The word Mod derives from modernist, a 1950s description of modern jazz musicians and fans
Again, like in the Sixties, this new generation around me rode Lambretta and Vespa scooters.
When they travelled in groups their buzzy little engines made them sound like swarms of bees. Rockers, with ton-up motorbikes, sneered and called the Mods’ scooters their “mums’ hairdryers”.
During the Seventies and Eighties there were new Mod-inspired bands such as Secret Affair, the Chords, and Purple Hearts, though Mods consistently liked jazz, Ska and R&B music.
I was lucky enough to see The Jam at Wembley Arena on December 4, 1982, as part of their farewell tour before they broke up that month.
I had completely fallen under the spell of this group with songs such as Down in the Tube Station at Midnight and Town Called Malice.
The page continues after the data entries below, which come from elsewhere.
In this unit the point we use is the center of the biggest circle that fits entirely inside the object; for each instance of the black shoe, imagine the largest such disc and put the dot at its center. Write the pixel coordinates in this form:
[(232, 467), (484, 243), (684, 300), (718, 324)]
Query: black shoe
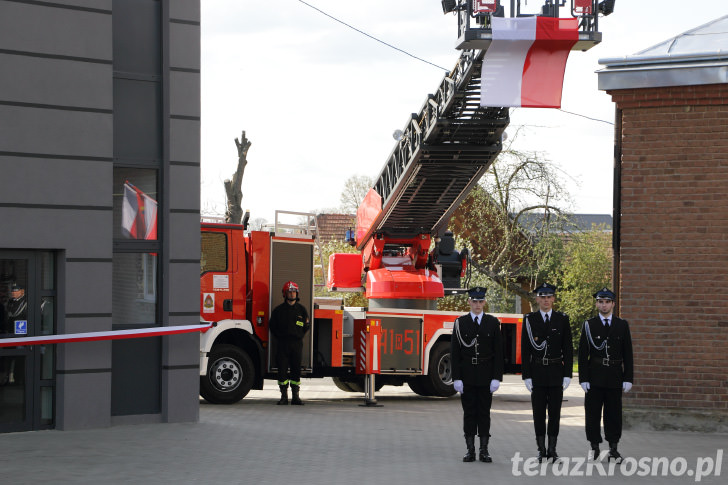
[(470, 443), (595, 451), (295, 399), (284, 396), (551, 450), (484, 456), (541, 444), (614, 454)]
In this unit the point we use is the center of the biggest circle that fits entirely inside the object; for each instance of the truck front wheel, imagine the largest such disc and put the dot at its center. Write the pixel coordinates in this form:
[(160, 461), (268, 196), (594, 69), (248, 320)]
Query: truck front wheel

For several months I listened to no other band.
In decades since there's been a continuing Mod movement even if on a smaller scale.
In contrast to Mods, the Rockers were leather-clad and rode powerful British motorbikes such as Triumphs, often travelling at 100mph with no crash helmets.
They were fans of American rock 'n' roll such as Elvis Presley and Gene Vincent. The pompadour was the default hairstyle.
Their look was believed to have been inspired by Marlon Brando when he appeared as a leader of a violent motorcycle gang in the 1953 film The Wild One.
If you take a walk along the promenade at Margate this upcoming Bank Holiday weekend, you can reflect on the chaotic times of 60 years ago - but feel much safer.